About the anticyclone trend maps
Anticyclone indices
High pressure systems (often called anticyclones) are so called since they represent regions of increased atmospheric pressure. Regions of increased atmospheric pressure are associated with clear skies and no rainfall. In Australia, high pressure systems are also associated with warm daytime temperatures and cool overnight temperatures.
High pressure systems are associated with an anticyclonic rotation of air about a central high point in atmospheric surface pressure, which is anticlockwise in the southern hemisphere. The depth of the central atmospheric pressure and the gradient in pressure determine the strength of the anticyclone. In terms of climate change monitoring, long-term changes in the nature or number of high pressure systems in a given region may indicate either an increase or decrease in stable atmospheric conditions.

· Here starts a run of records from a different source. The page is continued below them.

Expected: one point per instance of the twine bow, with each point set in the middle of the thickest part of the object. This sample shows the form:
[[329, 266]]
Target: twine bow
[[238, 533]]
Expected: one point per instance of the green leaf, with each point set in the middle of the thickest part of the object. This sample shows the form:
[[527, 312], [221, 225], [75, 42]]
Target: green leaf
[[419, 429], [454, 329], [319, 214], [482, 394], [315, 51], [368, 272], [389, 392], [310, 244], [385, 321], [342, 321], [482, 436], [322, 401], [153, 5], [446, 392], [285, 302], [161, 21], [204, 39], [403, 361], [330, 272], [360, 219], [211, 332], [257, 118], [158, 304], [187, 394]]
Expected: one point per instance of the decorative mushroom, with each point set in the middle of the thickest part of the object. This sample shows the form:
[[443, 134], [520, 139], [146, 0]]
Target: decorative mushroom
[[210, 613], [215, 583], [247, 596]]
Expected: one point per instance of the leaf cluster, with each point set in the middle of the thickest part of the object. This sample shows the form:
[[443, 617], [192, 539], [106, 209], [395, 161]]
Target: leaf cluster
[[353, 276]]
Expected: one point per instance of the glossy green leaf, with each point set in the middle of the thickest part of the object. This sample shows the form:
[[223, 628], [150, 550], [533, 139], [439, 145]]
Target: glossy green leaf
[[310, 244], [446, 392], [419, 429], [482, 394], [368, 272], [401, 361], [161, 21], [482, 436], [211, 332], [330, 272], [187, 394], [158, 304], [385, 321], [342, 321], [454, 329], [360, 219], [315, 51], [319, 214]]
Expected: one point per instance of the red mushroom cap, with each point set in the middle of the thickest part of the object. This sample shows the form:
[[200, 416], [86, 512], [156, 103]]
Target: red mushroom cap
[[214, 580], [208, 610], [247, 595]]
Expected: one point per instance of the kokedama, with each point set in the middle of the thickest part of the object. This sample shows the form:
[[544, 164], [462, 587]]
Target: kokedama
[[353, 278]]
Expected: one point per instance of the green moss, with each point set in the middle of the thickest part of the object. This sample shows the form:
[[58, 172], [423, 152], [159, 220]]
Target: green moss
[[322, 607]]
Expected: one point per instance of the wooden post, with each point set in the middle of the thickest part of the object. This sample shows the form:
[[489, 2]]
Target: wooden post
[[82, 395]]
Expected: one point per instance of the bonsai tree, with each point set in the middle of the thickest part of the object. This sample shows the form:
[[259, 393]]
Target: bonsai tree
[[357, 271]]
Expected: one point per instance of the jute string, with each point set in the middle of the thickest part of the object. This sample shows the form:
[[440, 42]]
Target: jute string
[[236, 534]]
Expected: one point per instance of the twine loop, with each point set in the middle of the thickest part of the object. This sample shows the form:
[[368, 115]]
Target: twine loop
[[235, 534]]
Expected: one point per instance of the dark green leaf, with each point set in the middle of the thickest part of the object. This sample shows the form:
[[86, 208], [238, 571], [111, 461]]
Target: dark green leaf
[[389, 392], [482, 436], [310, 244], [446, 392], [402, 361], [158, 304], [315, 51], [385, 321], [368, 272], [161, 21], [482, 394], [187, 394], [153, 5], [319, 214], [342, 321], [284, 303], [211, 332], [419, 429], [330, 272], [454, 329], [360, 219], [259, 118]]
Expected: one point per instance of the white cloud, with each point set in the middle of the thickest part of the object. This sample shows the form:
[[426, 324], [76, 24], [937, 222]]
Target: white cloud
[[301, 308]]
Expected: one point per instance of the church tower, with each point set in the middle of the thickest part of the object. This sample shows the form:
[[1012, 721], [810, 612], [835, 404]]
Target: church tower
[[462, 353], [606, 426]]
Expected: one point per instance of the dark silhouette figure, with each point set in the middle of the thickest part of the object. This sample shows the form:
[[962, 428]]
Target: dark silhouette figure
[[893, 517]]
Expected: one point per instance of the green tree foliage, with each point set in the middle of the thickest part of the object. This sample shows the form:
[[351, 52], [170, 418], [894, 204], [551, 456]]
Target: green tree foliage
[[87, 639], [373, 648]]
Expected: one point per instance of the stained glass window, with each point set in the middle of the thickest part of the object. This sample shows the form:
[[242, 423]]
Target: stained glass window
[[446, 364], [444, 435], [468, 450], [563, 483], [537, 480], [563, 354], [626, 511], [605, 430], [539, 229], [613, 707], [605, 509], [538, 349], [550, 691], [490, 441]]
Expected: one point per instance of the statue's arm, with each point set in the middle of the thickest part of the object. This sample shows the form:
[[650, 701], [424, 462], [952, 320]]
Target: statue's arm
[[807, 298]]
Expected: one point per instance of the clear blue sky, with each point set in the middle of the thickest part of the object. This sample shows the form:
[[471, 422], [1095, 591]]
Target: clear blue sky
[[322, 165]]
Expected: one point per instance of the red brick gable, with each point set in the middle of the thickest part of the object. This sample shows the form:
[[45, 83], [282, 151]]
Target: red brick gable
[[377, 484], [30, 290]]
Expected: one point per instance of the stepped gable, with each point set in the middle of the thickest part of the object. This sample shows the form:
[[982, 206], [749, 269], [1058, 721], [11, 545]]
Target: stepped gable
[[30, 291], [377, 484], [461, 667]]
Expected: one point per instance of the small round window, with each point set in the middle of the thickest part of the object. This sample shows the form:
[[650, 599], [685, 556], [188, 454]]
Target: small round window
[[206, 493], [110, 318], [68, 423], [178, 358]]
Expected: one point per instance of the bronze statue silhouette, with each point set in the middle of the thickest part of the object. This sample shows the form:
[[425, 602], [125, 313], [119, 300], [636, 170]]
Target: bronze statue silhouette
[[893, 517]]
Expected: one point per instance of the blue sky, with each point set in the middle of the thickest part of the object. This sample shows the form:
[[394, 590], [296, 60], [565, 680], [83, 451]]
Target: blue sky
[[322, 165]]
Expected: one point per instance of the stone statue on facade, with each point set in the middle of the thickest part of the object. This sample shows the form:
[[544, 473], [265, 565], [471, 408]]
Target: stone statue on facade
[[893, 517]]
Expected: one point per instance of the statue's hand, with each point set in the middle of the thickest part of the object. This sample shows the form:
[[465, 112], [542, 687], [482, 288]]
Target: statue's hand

For example, an increase in the occurrence of high pressure systems or an increase in central atmospheric pressure over time generally indicates clearer conditions and reduced rainfall.
Here, we provide two measures of high pressure systems:
(a) Anticyclone density represents a count of the number of anticyclones for a given area for a given season. This is expressed per degree of latitude (a grid area of 111 km by 111 km) squared as an average number.
(b) Anticyclone intensity represents the average central pressure of the high pressure systems for a given region over a given season.
Analyses available
Trend maps of anticyclone density and anticyclone central intensity are available from 1950 to present for two regions. These are Australia (from 0° to 50°S and from 94°E to 174°E) and the whole of the southern hemisphere. Prior to the advent of satellite data in (around) 1980 the data become less reliable over the southern hemisphere, particularly over the Southern Ocean.
Interpreting the analyses
The trend maps are a useful way to compare how anticyclone density and anticyclone central pressure has changed in different regions over time. However, they need to be interpreted with caution. Trend values have been determined from a linear (straight line) fit to the data, but the change indicated may not have been gradual. For example, a calculated trend could be due to a relatively rapid "step" change, with the remainder of the series being fairly flat (see some of the timeseries graphs). In addition, the trends are calculated over a relatively short period of time. Users are advised to keep in mind the period over which trend values have been calculated and interpret them alongside the timeseries of spatially averaged values.
The trend values calculated here using past reanalysis/observations should not be used to imply future change. Due to the complex interactions between the natural and anthropogenic drivers, the climate system at any location is always changing. Future changes will depend on how these drivers interact, which will not necessarily be the same as in the past.
Data used
The data used to analyse anticyclone density and anticyclone central pressure are the NCEP/NCAR, 6-hourly, surface pressure reanalysis. These data are available from the National Center for Environmental Prediction (NCEP) website http://www.ncep.noaa.gov/. The analysis method makes use of the cyclone tracking algorithm developed at the Bureau of Meteorology and the University of Melbourne described in Jones and Simmonds (1994). The intensity of anticyclones in terms of gradients of pressure is required to be at least 0.075 hPa per degree of latitude squared, as averaged within a 5 degree (~550 km) radius of the centre of the anticyclone.
Please note that any use of the data analysed on these web pages should be acknowledged to the Bureau of Meteorology. Apart from the purposes of study, research, criticism and review, no part of these data may be reproduced, or redistributed for any commercial purposes, or distributed to a third party for such purpose, without written permission from the Director of Meteorology.
Further information
Murray RJ and Simmonds I 1991. A numerical scheme for tracking cyclone centres from digital data. Part I: Development and operation of the scheme. Australian Meteorology Magazine, 39, 155166.
Jones DA and Simmonds I 1994. A climatology of southern hemisphere extratropical anticyclones. Climate Dynamics, 10, 333-348.
Pezza AB, Simmonds I and Renwick JA 2007. Southern hemisphere cyclones and anticyclones: recent trends and links with decadal variability in the Pacific Ocean. International Journal of Climatology, 27, 1403-1419.